In late November, Trump took a call from Chinese leader Xi Jinping and appeared vague in countering Beijing’s claim that Taiwan is part of China and its unification with the mainland is essential. Following the call, Trump spoke with Prime Minister Sanae Takaichi, who had said an attack on Taiwan could be considered a survival-threatening situation for Japan, potentially allowing it to exercise its right to collective self-defense, and cautioned her to dial back her comments.

These actions potentially signal that Trump may jettison U.S. support for Taiwan in 2026 to obtain a major trade deal with China. (To be sure, in early December Trump also signed into law the Taiwan Assurance Implementation Act, which according to Reuters says “the U.S. State Department should carry out reviews of contacts with Taiwan no less than once every five years” and could possibly boost U.S.-Taiwan ties, though not if Trump decides a U.S.-China trade deal is more important.)

The White House also appears ready, in 2026, to offer full-throated support to some of Asia’s most repressive regimes. Besides this approach potentially undermining rights and democracy, these repressive regimes are not only destroying their own countries but also are spreading crime, disease, refugees and other challenges into neighboring Asian states.

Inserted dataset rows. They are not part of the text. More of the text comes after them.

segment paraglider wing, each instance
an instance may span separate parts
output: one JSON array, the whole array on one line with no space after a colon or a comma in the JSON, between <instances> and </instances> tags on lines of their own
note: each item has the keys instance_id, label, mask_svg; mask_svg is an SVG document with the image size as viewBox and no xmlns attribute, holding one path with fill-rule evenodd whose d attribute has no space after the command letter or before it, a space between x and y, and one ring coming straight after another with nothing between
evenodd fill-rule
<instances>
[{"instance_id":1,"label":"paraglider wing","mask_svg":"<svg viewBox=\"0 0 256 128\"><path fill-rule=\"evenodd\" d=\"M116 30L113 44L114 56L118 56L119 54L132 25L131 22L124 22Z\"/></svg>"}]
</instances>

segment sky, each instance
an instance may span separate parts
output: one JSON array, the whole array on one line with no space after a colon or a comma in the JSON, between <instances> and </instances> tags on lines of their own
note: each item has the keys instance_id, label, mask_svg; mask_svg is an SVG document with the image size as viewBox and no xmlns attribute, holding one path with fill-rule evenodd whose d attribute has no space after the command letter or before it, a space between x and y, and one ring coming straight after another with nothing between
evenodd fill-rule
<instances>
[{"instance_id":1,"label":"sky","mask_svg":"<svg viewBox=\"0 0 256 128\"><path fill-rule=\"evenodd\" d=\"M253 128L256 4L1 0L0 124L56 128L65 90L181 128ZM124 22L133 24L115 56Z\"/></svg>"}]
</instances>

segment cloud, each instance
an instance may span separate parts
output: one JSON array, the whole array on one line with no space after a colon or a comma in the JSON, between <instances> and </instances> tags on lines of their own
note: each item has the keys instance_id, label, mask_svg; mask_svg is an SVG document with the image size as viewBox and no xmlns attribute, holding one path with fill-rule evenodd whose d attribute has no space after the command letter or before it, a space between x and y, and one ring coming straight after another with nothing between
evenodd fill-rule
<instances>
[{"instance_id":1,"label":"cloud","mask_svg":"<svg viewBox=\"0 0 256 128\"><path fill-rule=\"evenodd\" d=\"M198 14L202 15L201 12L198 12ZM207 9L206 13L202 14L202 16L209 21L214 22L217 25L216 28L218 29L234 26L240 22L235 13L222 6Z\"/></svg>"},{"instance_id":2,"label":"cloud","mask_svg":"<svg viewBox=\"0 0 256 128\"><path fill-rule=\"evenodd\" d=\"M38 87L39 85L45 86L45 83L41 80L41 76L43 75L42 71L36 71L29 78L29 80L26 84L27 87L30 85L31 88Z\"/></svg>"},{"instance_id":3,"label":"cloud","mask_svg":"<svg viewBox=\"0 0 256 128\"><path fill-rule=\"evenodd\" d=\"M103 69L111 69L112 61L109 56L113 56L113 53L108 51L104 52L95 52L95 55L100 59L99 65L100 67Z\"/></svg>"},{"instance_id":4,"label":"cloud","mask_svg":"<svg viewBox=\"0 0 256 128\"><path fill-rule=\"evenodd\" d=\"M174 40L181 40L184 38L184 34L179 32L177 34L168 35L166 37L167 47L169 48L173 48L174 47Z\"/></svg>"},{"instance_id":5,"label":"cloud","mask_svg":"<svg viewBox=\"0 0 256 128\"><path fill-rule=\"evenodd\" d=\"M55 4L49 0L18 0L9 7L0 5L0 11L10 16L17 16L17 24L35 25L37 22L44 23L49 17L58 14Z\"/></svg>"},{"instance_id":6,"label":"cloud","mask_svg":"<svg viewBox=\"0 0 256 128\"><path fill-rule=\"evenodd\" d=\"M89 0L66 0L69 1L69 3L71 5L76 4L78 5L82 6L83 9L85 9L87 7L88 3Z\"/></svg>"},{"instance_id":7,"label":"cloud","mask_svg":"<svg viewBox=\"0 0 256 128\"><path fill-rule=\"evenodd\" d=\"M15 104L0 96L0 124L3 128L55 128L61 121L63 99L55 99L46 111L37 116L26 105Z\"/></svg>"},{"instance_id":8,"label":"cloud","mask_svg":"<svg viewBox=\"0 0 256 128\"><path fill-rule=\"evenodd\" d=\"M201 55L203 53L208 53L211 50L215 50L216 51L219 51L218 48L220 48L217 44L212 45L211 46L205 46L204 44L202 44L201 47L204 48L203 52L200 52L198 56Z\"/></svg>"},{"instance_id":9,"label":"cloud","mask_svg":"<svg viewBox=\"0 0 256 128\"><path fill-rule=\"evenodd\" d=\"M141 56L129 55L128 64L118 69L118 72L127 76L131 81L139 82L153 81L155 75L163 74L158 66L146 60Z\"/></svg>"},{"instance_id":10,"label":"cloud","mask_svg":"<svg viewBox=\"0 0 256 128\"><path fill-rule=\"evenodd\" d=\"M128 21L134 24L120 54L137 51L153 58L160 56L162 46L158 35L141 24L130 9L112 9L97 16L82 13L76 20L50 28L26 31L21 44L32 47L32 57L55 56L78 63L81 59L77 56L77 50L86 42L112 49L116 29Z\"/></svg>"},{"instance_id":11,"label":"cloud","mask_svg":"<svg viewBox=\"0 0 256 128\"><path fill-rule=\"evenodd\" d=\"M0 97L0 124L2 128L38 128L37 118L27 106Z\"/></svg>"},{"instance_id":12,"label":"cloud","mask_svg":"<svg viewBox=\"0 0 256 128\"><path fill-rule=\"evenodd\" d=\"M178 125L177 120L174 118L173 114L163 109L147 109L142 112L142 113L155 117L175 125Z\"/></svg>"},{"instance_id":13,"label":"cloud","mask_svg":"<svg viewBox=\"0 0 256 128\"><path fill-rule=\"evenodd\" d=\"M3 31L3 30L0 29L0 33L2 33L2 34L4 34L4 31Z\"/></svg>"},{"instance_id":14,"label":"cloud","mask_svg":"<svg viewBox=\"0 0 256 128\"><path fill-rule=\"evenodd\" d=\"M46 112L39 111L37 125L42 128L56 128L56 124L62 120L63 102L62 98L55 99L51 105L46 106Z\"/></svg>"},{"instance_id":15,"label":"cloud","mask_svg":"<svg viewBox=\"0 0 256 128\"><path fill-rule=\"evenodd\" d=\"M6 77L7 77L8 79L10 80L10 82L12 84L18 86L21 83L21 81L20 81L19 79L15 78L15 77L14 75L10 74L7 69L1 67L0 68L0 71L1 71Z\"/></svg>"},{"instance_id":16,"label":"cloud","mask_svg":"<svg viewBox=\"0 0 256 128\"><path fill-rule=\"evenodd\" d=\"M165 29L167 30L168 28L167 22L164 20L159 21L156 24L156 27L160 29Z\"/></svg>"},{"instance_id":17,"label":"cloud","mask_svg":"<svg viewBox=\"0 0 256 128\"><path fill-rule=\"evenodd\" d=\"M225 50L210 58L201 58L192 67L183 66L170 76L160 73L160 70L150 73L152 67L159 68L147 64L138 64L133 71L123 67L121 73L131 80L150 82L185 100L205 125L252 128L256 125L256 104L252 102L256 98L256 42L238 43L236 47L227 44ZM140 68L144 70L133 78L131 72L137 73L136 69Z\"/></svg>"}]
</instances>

With Myanmar, for instance, the U.S. Secretary of Homeland Security Kristi Noem recently announced that the junta-governed, strife-torn country is becoming more politically stable and suggested military-led elections starting on Dec. 28 might be free and fair, though nearly all impartial observers have said they will be a sham. But by legitimizing the military rulers in Naypyidaw, the U.S. potentially will extend the regime’s tenure.

Already, as I have noted in an article for World Politics Review, “under the junta, roughly half of Myanmar now lives in poverty, a much higher level of impoverishment than just five years ago. About one-fourth of the people still in Myanmar, which has become a massive source of refugees, do not have enough food and the country also has become a global hub of organized crime. Diseases that had been curtailed, like malaria and tuberculosis, have returned and are decimating the population and crossing into the rest of Asia.”

A similar U.S. shift is occurring with Cambodia and is likely to become more pronounced in 2026. The White House has reset relations with Phnom Penh’s autocratic regime even though Cambodia appears to be tolerating many cyber-scam centers that are immensely destructive to citizens in Japan and other developed states in Asia.

On trade, meanwhile, the White House shows no indications of backing off its aggressive tariff strategy and broader economic plans, even as the damage to the United States’ own economy may undermine the Republican Party’s electoral prospects in 2026. And, while the full effects of the tariffs have not been felt in Asia thus far, nearly every forecasting organization believes they will hit hard in 2026 — and that Washington appears uninterested in mitigating the possible damage.

The International Monetary Fund warns that growth across the Asia-Pacific will slow in 2026, in part because of U.S. policy, while Asian consumer demand will remain stagnant, too, due to uncertainty about the global economic environment. And if Washington and Beijing do wind up making a major bilateral trade deal, while excluding other major Asian economies, the agreement could further decimate growth across the Asia-Pacific.